Test de CASTLE OF ILLUSION

Remarque préliminaire : comme un goujat, et comme une atteinte à l’érudition, je n’ai pas joué à la version originale de ce Castle of illusion sortie sur feu la Megadrive en 1990. J’ai néanmoins cru comprendre que cette nouvelle mouture, full HD, reprenait les concepts et les environnements de son (illustre ?) ancêtre. En avant ? Oui, et avec bienveillance.

 

Est-ce que ça pique les yeux ?

Première chose qui frappe, et lourdement, le graphisme. 23 ans ont passé et ça se voit. Du début à la fin de l’aventure, on est constamment abasourdis par la poésie des décors et des ennemis. Et si le jeu est court (nous y reviendrons), l’expérience visuelle vaut son pesant de chips au paprika. Arrière-plans et éléments de gameplay, le rendu confine à la contemplation. Pour un peu on s’y arrêterait bien pour quelque agréable pique-nique. Nonobstant qu’au travers des six chapitres proposés notre ébahissement se pique de diversité. Notamment parce que les ennemis savent se faire coquets et singuliers. Ce qui n’est pas rien. Il n’est qu’à voir les images proposées ici.
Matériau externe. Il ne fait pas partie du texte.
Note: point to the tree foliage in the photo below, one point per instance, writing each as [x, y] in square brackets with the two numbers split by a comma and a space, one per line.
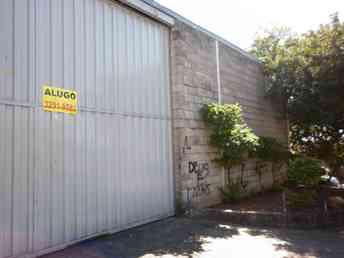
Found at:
[307, 72]
[233, 139]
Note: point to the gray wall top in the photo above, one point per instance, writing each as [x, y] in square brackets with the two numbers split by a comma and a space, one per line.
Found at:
[176, 16]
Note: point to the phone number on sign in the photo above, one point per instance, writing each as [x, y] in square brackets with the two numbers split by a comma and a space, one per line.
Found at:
[59, 106]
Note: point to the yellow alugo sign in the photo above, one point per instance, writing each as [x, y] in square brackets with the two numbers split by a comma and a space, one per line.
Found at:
[60, 100]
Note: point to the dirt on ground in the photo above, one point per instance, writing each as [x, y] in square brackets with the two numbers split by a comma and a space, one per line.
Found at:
[265, 202]
[182, 237]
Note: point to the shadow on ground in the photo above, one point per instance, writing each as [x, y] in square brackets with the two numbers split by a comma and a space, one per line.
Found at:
[190, 238]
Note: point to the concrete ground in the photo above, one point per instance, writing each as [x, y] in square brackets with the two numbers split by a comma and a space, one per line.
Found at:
[183, 237]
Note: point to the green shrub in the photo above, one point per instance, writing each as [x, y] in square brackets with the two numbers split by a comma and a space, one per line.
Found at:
[232, 192]
[270, 150]
[233, 139]
[301, 199]
[304, 171]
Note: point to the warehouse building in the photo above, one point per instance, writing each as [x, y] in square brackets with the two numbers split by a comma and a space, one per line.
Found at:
[99, 118]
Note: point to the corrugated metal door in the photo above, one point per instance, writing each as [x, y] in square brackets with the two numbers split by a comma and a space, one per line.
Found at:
[65, 178]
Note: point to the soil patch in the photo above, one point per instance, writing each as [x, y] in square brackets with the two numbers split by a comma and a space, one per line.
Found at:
[265, 202]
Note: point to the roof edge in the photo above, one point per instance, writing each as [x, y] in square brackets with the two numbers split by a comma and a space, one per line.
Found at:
[197, 27]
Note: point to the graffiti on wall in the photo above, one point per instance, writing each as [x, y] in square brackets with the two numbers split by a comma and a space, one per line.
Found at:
[201, 170]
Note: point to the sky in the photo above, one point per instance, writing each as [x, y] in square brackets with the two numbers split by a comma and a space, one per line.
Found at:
[239, 21]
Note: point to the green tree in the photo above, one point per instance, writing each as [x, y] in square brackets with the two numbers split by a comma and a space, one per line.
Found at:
[307, 73]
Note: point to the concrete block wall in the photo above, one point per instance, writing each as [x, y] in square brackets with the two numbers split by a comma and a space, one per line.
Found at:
[194, 83]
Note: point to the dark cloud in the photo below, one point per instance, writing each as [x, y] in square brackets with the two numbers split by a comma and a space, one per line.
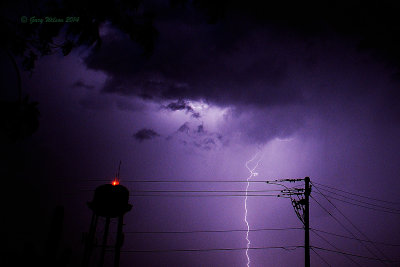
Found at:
[199, 137]
[278, 72]
[145, 134]
[81, 84]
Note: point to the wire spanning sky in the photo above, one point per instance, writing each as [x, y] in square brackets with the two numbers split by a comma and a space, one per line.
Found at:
[187, 91]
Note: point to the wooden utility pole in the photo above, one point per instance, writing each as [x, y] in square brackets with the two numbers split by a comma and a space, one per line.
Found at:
[307, 192]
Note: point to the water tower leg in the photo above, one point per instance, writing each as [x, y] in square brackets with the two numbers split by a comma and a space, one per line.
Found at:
[103, 247]
[89, 241]
[118, 244]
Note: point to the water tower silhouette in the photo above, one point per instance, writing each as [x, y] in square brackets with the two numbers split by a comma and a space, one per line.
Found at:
[109, 201]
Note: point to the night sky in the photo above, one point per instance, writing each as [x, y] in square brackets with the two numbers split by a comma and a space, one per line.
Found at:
[191, 91]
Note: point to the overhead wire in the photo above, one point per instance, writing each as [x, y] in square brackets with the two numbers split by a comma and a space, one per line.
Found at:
[355, 255]
[350, 193]
[319, 256]
[332, 245]
[349, 237]
[355, 227]
[287, 248]
[213, 231]
[362, 206]
[354, 199]
[344, 227]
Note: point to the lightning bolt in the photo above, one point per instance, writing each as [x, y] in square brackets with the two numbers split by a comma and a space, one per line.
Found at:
[252, 173]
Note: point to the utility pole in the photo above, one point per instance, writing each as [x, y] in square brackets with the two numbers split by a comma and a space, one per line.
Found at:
[307, 192]
[301, 207]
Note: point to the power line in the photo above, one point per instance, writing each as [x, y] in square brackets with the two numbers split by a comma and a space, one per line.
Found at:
[393, 211]
[196, 191]
[200, 196]
[349, 237]
[364, 202]
[344, 227]
[288, 248]
[332, 245]
[354, 255]
[319, 256]
[179, 181]
[213, 231]
[376, 199]
[364, 235]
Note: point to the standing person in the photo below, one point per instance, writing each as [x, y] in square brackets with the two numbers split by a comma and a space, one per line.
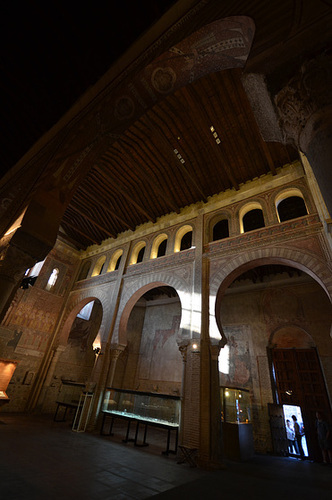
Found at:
[290, 437]
[298, 436]
[324, 437]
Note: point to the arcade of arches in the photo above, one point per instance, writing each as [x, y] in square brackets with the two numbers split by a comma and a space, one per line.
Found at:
[230, 292]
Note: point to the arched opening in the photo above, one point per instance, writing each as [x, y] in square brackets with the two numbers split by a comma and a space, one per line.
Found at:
[277, 322]
[186, 241]
[254, 219]
[291, 208]
[98, 269]
[115, 261]
[75, 365]
[148, 376]
[138, 253]
[220, 230]
[183, 238]
[84, 271]
[153, 360]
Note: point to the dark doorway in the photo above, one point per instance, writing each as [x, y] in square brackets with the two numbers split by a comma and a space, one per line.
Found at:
[299, 382]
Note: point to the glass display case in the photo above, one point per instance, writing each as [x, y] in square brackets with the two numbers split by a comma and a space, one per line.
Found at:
[158, 408]
[236, 417]
[235, 405]
[7, 368]
[142, 409]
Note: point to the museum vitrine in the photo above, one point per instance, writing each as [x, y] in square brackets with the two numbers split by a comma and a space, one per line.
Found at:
[7, 368]
[236, 417]
[146, 406]
[235, 405]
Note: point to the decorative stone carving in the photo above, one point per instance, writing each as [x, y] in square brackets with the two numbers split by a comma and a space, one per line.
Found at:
[306, 94]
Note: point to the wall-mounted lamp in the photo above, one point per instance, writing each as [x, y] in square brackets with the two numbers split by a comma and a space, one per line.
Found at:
[195, 347]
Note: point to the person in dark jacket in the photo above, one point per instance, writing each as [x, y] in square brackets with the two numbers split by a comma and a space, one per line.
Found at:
[324, 436]
[298, 437]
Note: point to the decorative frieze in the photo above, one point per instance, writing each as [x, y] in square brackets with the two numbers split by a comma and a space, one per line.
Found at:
[306, 94]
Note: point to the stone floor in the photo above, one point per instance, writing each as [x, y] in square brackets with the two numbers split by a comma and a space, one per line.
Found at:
[45, 460]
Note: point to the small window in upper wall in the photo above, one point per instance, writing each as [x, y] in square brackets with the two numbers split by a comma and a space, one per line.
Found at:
[253, 219]
[186, 241]
[117, 264]
[52, 279]
[291, 208]
[140, 255]
[162, 248]
[220, 230]
[84, 271]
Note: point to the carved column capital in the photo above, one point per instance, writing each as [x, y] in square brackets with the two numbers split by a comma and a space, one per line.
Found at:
[183, 348]
[215, 350]
[302, 103]
[115, 351]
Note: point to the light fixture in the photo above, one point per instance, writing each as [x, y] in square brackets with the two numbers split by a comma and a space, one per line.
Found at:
[179, 156]
[215, 134]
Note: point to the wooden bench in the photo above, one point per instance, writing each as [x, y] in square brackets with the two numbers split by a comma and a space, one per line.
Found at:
[188, 455]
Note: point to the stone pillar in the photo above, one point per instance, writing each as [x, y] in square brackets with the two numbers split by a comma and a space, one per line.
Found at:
[190, 394]
[115, 352]
[105, 379]
[305, 111]
[38, 394]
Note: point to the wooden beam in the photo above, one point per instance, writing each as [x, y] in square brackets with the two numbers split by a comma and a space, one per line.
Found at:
[77, 209]
[168, 149]
[253, 125]
[118, 189]
[155, 184]
[195, 100]
[99, 203]
[79, 231]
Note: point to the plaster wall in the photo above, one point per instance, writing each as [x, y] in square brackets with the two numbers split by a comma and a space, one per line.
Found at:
[250, 315]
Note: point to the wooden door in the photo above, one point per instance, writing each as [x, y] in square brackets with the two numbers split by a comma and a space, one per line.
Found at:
[278, 431]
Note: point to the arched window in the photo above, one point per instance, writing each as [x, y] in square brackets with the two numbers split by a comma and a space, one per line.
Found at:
[52, 279]
[117, 264]
[115, 261]
[186, 241]
[220, 230]
[183, 238]
[162, 248]
[254, 219]
[159, 246]
[84, 271]
[291, 208]
[138, 253]
[31, 275]
[98, 269]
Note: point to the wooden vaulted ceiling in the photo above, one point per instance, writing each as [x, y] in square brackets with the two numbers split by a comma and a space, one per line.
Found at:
[55, 53]
[141, 177]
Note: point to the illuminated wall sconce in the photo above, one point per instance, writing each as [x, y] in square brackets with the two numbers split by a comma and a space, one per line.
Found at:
[215, 134]
[179, 156]
[195, 347]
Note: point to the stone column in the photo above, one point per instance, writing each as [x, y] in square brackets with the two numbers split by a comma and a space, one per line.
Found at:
[105, 379]
[305, 110]
[39, 392]
[115, 352]
[190, 394]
Est-ce que ça fait mal aux oreilles ?

Quant à l’environnement sonore, il n’est pas inutile de préciser qu’il est juste agréablement justifié. De la musique d’ambiance confiant à la musique classique aux champignons qui font pouf, tout concorde à renforcer le côté zen et enfantin du jeu. Pour tout vous dire, même mourir devient léger. Pour l’histoire, on y est juste bien, serein, en paix. Comme dans un rêve de douceur ouatée. Les bosses eux-mêmes parviennent à se rendre sympathiques. Et ça, ce n’est pas rien. Non vraiment on est loin de l’atmosphère oppressive d’un FEAR ou d’un Resident Evil. Et ça, ce n’est pas rien non plus.


Est-ce que ça fait mal aux doigts ?

Encore une fois, non. L’aventure se terminant sans trop de stresse en 3 ou 4 heures, pad en main, on ne peut pas dire qu’on ait tout donné en terme de durée de vie. Même s’il faut préciser que la cible est sans équivoque les enfants, et plus précisément ceux qui n’ont pas encore opté pour la voie du sang (ce qui va vite advenir), les nostalgiques qui ont jusqu’ici réussi à ne point grandir risquent d’être piqués de déception. Un jeu dont les chapitres (6 au total), divisés en trois actes et dont le dernier fera systématiquement office de rencontre avec un Boss, restent très sommaires. Et que dire de la possibilité de refaire à foison un niveau où vous avez découvert la planque d’un 1up ou la rejouabilité infinie, sans punition, des niveaux que vous avez raté ? Tout est fait pour bannir la frustration. Pour les kids, et leurs parents, c’est bienvenu : ça fera moins de pads explosés sur le carrelage. Pour les plus grands : une casualisation un peu énervante. Même s’il n’est interdit, j’ai envie de dire conseillé, de se le faire avec les limitations que votre hardcore attitude aura jugé bon d’user.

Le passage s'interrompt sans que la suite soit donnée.